Dalla carota siamo passati al bastone, dicono alcuni esperti.
Molte aziende, in un primo momento, hanno utilizzato incentivi per incoraggiare i dipendenti a tornare in ufficio, ma ora, con l’avvicinarsi dell’autunno, sono passate a misure più coercitive.
Alcune aziende stanno pressando i dipendenti, che continuano a lavorare da remoto, con ultimatum, come chiedere un numero minimo di giorni da spendere obbligatoriamente in ufficio, arrivando a ventilare l’ipotesi di risolvere il rapporto di lavoro.
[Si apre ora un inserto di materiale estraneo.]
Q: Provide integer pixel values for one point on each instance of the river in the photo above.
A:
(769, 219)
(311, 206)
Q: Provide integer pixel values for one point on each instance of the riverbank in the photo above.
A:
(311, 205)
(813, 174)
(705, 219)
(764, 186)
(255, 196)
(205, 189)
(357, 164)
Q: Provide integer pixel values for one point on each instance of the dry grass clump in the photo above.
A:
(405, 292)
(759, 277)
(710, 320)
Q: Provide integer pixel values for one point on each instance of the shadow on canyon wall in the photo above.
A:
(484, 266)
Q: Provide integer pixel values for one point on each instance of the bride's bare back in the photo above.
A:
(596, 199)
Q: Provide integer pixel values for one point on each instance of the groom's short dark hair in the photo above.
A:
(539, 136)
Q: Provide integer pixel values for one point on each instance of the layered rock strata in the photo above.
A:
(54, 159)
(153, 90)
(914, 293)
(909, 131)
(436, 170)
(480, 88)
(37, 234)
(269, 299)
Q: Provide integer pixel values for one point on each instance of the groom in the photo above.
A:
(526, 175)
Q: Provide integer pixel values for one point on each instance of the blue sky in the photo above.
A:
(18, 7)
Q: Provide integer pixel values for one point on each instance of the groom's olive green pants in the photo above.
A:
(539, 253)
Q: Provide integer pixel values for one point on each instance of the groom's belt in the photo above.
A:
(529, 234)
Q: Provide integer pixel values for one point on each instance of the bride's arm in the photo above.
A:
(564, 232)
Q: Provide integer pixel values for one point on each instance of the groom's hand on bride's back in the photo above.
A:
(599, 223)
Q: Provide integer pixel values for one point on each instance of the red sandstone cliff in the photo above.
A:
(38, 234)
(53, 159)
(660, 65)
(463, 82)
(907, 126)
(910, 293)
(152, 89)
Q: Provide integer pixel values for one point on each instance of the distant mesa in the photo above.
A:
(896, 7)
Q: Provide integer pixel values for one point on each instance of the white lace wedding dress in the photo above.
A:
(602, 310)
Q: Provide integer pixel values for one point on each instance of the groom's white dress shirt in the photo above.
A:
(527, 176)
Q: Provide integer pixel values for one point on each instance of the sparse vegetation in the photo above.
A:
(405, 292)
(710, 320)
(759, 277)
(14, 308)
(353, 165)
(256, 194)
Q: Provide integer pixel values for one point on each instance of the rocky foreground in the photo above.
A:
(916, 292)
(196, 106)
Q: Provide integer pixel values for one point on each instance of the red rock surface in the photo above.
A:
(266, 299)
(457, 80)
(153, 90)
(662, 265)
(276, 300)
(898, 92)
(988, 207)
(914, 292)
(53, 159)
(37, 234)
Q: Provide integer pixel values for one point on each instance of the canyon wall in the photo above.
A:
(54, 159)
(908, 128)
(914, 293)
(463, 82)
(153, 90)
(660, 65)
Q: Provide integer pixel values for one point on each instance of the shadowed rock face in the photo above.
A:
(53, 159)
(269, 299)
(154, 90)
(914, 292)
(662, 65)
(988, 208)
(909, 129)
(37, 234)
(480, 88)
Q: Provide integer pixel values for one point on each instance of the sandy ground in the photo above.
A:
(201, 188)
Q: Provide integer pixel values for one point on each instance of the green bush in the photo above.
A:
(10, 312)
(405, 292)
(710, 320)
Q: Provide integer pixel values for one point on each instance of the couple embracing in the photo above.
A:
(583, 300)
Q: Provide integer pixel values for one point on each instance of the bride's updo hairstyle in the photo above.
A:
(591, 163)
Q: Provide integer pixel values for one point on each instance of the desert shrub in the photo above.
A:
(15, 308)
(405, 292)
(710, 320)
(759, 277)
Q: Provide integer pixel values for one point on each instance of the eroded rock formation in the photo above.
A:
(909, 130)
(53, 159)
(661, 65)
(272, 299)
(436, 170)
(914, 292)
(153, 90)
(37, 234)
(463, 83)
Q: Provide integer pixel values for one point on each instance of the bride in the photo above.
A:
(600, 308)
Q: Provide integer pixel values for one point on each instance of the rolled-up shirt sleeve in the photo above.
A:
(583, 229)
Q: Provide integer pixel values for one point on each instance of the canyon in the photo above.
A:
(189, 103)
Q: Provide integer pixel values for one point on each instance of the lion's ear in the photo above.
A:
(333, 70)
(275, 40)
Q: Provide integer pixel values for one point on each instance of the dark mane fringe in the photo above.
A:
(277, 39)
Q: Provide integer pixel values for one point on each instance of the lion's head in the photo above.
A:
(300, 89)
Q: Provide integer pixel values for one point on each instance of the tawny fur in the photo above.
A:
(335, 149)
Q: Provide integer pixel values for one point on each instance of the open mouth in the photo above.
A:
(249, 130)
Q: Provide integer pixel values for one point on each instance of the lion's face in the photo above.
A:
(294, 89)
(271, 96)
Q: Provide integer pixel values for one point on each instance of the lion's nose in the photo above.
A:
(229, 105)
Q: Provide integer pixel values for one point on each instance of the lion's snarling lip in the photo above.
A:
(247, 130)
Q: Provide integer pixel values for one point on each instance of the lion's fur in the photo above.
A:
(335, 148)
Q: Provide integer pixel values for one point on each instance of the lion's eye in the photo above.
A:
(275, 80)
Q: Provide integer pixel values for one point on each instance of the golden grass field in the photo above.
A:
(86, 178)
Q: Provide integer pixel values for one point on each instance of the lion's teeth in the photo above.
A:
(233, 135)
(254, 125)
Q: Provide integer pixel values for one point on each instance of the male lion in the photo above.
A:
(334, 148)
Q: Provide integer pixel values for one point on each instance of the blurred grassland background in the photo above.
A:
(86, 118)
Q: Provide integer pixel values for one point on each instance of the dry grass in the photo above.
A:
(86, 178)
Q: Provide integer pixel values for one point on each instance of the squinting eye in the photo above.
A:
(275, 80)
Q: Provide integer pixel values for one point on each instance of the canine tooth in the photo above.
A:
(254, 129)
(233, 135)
E mentre prima risultava più difficile portare avanti queste istanze ora, complice un mercato del lavoro meno competitivo, i datori di lavoro si sentono più sicuri nell’imporre queste policies.
La questione di dove e quando dovrebbero lavorare i dipendenti è stata una sfida persistente, sin dall’inizio del COVID-19, con molti manager che credevano che i lavoratori in ufficio fossero più produttivi e coesi.
Alcune aziende stanno adottando una posizione più aggressiva, forse anche per ridurre la propria forza lavoro e operare quei famosi tagli al personale di cui abbiamo già parlato in passato.
Tuttavia, gli esperti avvertono che un approccio rigoroso del tipo “torna o altrimenti” potrebbe portare a una minore produttività e a una minore soddisfazione dei dipendenti rispetto a strategie maggiormente attente alla flessibilità.
Questo fenomeno di progressivo disimpegno dei lavoratori ha già un nome, quiet quitting, argomento di cui sicuramente avremo modo di parlare, in futuro.